This repository serves as a collection of 38 (last updated this: 2020-09-09) social and information networks that I have investigated during my research, primarily for my M.S. thesis at the University of Vermont. Many of the networks are relatively small (0-1,000 nodes), but a few have as many as 100,000 nodes. These networks describe collaborations (musicians, scientists, etc.), friendships (human, animal, and fictional), blogging, emails, and more! Obviously there are many more networks that could be included; my criteria for selecting networks was a combination of: (i) relatively small size, (ii) personally interesting, (iii) popularity/citations, (iv) usefulness/importance. Code is written in Python and networkx is used to load the networks.
Disclaimer: I do not claim any of the data here as my own. This is merely a synthesis of others' works. In publication, please cite the authors of each network used. See the Sources section below for more information.
Many hours were spent finding, downloading, understanding, preprocessing, and loading these networks. In particular, downloading networks from disparate sources gives a range of file formats which have to be read in different ways. These lengthy steps present a significant barrier for researchers trying to quickly utilize several networks. Note: there are a couple similar projects which are worth checking into (i.e. Pajek).
I hope this can be a quick way to load and analyze some interesting social networks, particularly for people who are learning data science/social network analysis. You could study a single network or examine properties of the whole collection. Advanced researchers may use the whole collection for testing network algorithms or visualizations.
-
During my research, I preprocessed the networks so that they were undirected, unweighted, static, and connected. Bipartite networks were projected onto one part. I also disregarded metadata if it was provided. In the future, I hope to make such options configurable.
-
The descriptions in
network_descriptions.json
are not always accurate because they correspond to the raw data (before preprocessing). Also, I copied the descriptions from the sources I got them -- so they may include typos or not be very informative. I hope to clean this up eventually. The citations and URLs provided should be accurate.

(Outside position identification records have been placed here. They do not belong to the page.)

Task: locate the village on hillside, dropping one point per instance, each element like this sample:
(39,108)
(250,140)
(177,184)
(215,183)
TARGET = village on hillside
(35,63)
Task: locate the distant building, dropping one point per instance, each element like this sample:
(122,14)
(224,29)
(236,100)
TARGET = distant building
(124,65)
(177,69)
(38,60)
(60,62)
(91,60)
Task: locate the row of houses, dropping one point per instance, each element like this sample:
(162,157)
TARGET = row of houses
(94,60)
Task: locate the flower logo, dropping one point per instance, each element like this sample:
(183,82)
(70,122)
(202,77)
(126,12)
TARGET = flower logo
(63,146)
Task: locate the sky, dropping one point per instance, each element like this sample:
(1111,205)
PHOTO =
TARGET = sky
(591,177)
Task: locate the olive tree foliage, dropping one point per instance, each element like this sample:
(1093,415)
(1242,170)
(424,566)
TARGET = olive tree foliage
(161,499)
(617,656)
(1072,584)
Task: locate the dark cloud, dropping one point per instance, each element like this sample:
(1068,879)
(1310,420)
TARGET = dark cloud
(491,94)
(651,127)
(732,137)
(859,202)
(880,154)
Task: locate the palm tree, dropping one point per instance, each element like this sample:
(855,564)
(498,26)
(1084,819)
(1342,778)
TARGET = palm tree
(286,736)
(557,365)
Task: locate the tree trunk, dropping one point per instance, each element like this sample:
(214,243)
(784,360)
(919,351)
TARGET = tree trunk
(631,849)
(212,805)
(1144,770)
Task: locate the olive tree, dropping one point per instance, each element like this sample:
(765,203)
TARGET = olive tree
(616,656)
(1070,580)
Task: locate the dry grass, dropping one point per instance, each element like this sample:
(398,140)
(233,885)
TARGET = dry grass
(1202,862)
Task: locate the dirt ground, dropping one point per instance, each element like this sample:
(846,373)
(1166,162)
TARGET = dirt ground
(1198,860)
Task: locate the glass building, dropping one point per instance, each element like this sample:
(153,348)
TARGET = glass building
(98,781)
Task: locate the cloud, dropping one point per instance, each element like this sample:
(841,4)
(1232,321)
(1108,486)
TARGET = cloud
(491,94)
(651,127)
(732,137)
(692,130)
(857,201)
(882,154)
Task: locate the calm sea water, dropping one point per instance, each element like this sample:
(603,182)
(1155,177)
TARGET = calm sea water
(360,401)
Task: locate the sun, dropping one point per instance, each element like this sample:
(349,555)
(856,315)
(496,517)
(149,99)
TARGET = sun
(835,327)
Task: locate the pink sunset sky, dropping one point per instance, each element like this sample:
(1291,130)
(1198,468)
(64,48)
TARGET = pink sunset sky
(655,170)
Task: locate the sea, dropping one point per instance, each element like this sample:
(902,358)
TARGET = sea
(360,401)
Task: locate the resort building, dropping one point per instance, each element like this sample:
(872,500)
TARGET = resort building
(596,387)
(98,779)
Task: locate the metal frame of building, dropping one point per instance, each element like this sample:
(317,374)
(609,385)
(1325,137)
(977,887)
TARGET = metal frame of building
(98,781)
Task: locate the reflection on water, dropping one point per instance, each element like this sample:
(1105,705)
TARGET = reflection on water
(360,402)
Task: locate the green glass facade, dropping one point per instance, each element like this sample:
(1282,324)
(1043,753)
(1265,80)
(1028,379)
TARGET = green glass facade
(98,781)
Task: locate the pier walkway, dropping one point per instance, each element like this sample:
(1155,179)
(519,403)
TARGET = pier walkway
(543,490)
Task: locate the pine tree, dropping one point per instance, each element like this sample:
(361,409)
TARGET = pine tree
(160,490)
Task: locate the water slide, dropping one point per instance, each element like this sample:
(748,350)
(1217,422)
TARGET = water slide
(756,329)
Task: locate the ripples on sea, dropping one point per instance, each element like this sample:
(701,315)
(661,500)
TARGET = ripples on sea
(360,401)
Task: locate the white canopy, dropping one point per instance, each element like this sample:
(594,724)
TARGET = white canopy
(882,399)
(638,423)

You can install the python package via 🛑 NOT READY YET! For now, please clone or download the repository and install the dependencies in pip install social-networks-collection
requirements.txt
. 🛑
- To show network details and load into a networkx Graph
from read_networks import NETWORKS_DICT, get_network_info, read_any
#list all network names
print(list(NETWORKS_DICT.keys()))
#pick a network name and get more information
name = "Sampson's monastery"
print(get_network_info(name))
#load the network
G = read_any(name)
- To visualize a network (see
communities_visualization.py
for a more complex example)
import networkx as nx
import matplotlib.pyplot as plt
nx.draw(G)
plt.show()
- To compute network statistics (see
compute_network_stats.py
for details & further usage)
print("nodes:", nx.number_of_nodes(G))
print("edges:", nx.number_of_edges(G))
print("density:", density(G))
#alternatively, pick from a list of useful functions provided in STATS_DICT
from compute_network_stats import STATS_DICT
print(list(STATS_DICT.keys()))
#these three lines are equivalent to the three earlier print statements
print("nodes:", STATS_DICT["num_nodes"](G))
print("edges:", STATS_DICT["num_edges"](G))
print("density:", STATS_DICT["density"](G))
#STATS_DICT gives easy access to more complex functions such as modularity
print("modularity:", STATS_DICT["modularity"](G))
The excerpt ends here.